GECE yarısıydı  vücudundaki  sızılar  ve  yürek  sancıları  Salih’i  her zamanki  gibi  gene  tatlı  uykusundan  uyandırdı.  Yorgan  arasından  hafifçe  başını  kaldırdı  annesinin  sessiz  sedasız  tatlı  uykuda  olduğunu  gördü  sokak  lambalarının  ışıkları  her  zamanki  gibi  gene  odanın  içine  renk  cümbüşü  oluşturmuştu  annesine  kısık  sesle  seslenerek:
-Anne… anne, diye mırıldandı.
Annesi  yatağından  hafifçe  doğrularak  bir  sağa  bir de sola  bakındı:
-Ne  oldu  oğlum  gene  ne  var, diye  ses  verdi.
Salih:
-Şeey  anne  dışarıya  evin  önüne  çıkmak  istiyorum, dedi.
Annesi  ağır, ağır  hareketlerle  kalkarak  bir  taraftan da  kendi  kendine  konuşarak.
Salih’i  arabasına  binmesine  yardım  ediyordu:
-Delirdin mi oğlum şu gece yarısında bir sıkıntın mı var, Dedi.
Salih  masum hane  ses  tonuyla:
-Çok  şükür  ana  bir  şikayetim  yoktur  sadece  sızılarım…  vardır, dedi.
Annesinin  yardımıyla  tekerlekli  sandalyesine…  bindi  ve  evlerinin  önüne  çıktı  annesinin  getirdiği  hırkayı da  sırtına  alarak:
-Anne  sana  zahmet  bir  bardakta  su  ver  daha  sonra  sen  yatağına  git  yat  Allah  senden  razı  olsun, dedi.
Gecenin  karanlığında  başını  direksiz  gök  yüzüne  kaldırarak  yıldızların  sevgi  yumağıyla  sağa  sola  saçtığı  ışıkları  seyrediyor  bir taraftan da  vücudundaki  sızıları  tartıyor    ve  yüreğindeki  Sevgi  acıları  daha  ağır  geliyordu. 
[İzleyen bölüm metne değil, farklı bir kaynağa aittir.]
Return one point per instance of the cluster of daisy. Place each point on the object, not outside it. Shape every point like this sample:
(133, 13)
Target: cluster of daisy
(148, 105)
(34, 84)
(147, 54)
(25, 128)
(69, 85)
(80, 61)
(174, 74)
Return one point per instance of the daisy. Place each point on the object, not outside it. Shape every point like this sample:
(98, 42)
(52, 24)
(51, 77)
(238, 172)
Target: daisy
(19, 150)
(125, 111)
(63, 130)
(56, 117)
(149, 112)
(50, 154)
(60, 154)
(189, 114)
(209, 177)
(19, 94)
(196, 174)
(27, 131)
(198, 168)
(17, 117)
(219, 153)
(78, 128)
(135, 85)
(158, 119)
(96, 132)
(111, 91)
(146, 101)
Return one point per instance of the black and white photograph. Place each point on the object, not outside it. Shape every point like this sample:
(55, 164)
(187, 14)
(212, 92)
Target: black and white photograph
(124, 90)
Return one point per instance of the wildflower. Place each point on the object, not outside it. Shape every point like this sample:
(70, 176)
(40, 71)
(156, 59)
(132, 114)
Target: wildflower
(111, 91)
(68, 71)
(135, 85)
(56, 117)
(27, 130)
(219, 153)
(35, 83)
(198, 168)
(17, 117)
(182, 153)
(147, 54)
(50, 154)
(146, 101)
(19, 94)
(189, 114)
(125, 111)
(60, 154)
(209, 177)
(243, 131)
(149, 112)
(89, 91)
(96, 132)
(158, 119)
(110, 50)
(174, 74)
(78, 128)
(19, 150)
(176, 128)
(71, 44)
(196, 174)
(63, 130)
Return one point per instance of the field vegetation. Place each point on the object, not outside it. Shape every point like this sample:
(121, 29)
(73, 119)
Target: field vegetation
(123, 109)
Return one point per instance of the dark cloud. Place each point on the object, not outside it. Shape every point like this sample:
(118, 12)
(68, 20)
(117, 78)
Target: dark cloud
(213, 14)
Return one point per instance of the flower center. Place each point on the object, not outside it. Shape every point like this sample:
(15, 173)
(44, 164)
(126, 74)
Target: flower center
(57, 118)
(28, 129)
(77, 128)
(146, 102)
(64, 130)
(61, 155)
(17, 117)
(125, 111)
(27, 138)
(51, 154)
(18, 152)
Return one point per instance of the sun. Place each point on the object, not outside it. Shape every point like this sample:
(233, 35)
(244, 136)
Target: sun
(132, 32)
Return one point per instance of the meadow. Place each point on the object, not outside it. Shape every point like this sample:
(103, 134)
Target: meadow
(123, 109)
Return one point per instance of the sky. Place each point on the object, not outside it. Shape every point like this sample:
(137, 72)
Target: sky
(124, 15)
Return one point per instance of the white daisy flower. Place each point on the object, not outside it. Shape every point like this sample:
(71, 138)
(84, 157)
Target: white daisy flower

Gördüğü  o  kalabalık  yıldızlarla  konuşarak  dertleşiyor.  Arada  birde  sevdiğini  bulmuş  gibi  akıp  giden  yıldızlara  imrenerek  gözlerinden  dinmeyen  yaşlar  döküyor  öksüzlere , gariplere  bol, bol  dualar  ederek  mazlumları da  unutmuyordu. 
Kayarak  evlerine  akıp  giden  yıldızlarla  Sevgiliye    Salavatlarını  ve  hayır  dualarını  gönderiyordu. 
Seher  vaktinin  serinliği  ise  yalnız  kalan  Sabah  Yıldızının  sıcaklığına  karşı  gelemiyordu.
***
SABAH  YILDIZI

Sabah  yıldızı  gene  uyuya mı  kaldın?.
Üstün  açılmış  üşüteceksin.
Bak pembe açan  menekşenin  
yanına  dost  geldi.
Işık  saçan  bir  sürü  yıldız  
arkadaşlarınla; 
Neden  hep  yalnız  durup  mahzun  
olursun  bilmem ki.
Bana  öyle bakıp da  sızlanma.
Senden  geri  kalır  bir  yanım 
 yok  benim.
Baharda  açıp  solamadım;
Gece  kokularına  doyamadım.
Hep  her  yerde  açmak  istedim.
Nazara  geldim  herhalde   açamadım.
Kıskanıyorum  seni , senin  yalnızlığını.
Sabah  yıldızı,  aynı  zamanda  
korkuyorum da.
Senide  nazara  getirirler, açmadan  
güllerini  bitirirler.
Belki de  sana  acır  avunurlar...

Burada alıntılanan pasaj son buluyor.